You don't have to force all files into a rigid convention, but if you adopt some basic standards they will help you find and organise files. For example, by always writing dates in YYYMMDD format, you will be able to sort files chronologically. The following suggestions may help you to develop a serviceable file naming protocol:
- Use short but meaningful file names using significant elements, e.g. ABCProject_Interview_SmithJohn_2014-06-18. You should be able to tell what is in a file by looking at the filename. Some properties you might use include: project identifier, data collection method or instrument, data type, location, subject, date, version number.
- Don't make files names to long (32 characters should be the maximum. Avoid redundant information in file names and file paths.
- Avoid spaces in file names; you can use _ or - to separate elements, or run them together using CamelCase.
- Consider the sort order of your files, as this will aid identification and retrieval. Files will sort according to the types of characters used in their names, with special characters first (e.g. @), followed by numbers, and then alphabetic characters. For example, the file datafile.txt, if renamed, would sort in this order @_datafile.txt, 001_datafile.txt, 20190731_datafile.txt.
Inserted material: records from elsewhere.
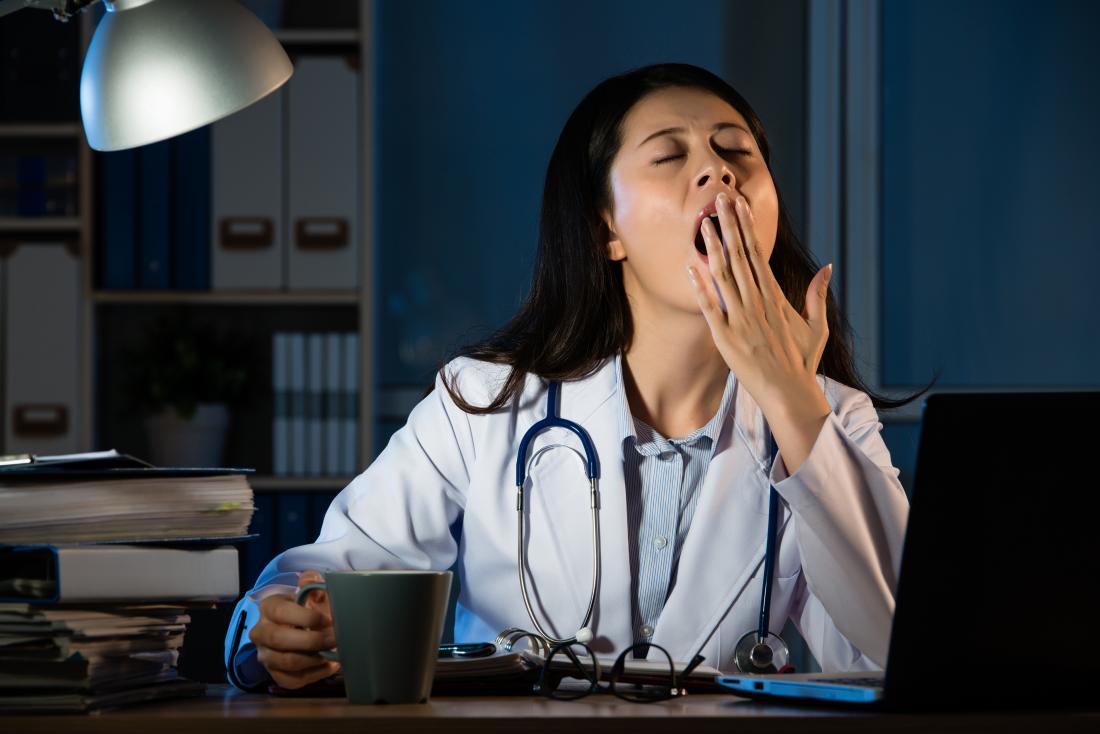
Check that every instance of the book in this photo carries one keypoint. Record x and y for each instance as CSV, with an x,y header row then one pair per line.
x,y
50,573
111,496
76,658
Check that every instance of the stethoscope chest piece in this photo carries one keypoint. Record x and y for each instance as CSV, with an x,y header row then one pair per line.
x,y
756,656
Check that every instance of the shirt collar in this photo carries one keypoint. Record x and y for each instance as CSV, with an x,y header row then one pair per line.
x,y
649,442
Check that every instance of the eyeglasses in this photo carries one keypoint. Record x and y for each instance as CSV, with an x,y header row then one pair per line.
x,y
564,677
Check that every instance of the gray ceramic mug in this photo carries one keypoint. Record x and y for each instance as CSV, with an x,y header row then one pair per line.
x,y
388,625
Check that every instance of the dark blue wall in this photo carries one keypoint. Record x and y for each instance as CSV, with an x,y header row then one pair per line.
x,y
989,186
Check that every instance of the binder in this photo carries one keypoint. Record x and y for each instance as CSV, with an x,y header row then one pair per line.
x,y
190,255
296,378
119,212
154,216
68,572
42,353
350,451
281,426
322,178
315,424
246,223
332,416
- Write dates in reverse from larger units to smaller (e.g. 2014-06-18) to sort chronologically; write numbers using leading zeros (i.e. 001, 002 etc., not 1, 2, etc.) to sort numerically; and enter names surname first (e.g. SmithJohn);
- Embed version control in filenames where this is relevant: date and time or version numbers will enable accurate identification of current and previous versions of files.
Version control or versioning is a system to record changes to a file or set of files over time. It is important at all times when working with digital items, which can easily be modified. It is essential if you are working in a research group and sharing and modifying files between yourselves. Uncontrolled versions of files modified by different people can easily proliferate, causing you to lose track of your data and the transformations they have gone through. In the worst-case scenario this can compromise the integrity of the data - for example, if a raw data file is overwritten.
There are some simple things you can do to put in place effective version control. Not all of the following need be used. It will depend on the nature of the work and the processes the data undergo. More detailed guidance on version control is available from the UK Data Service.
- Only allow authorised users to modify files. Use access control and read/write permissions in files/storage areas to restrict the ability to modify files to authorised users only.
- Raw data files, master and milestone versions of files should be made read-only and stored in separate designated locations under a nominated authority.
- Store non-current versions of files in separate folders. You may not need to keep all old versions of files, but it may be good practice to retain milestone versions or old master files;
- Use file sharing services such as Dropbox or Google Drive to synchronise versions of files stored in multiple locations, or use versioning software, e.g. Subversion (SVN), MS SyncToy;
- Document changes in a version control table within the document. This should contain headings for Version number, Author, Purpose/Change, and Date;
- Use file names to identify versions, e.g. draft, final, v_001.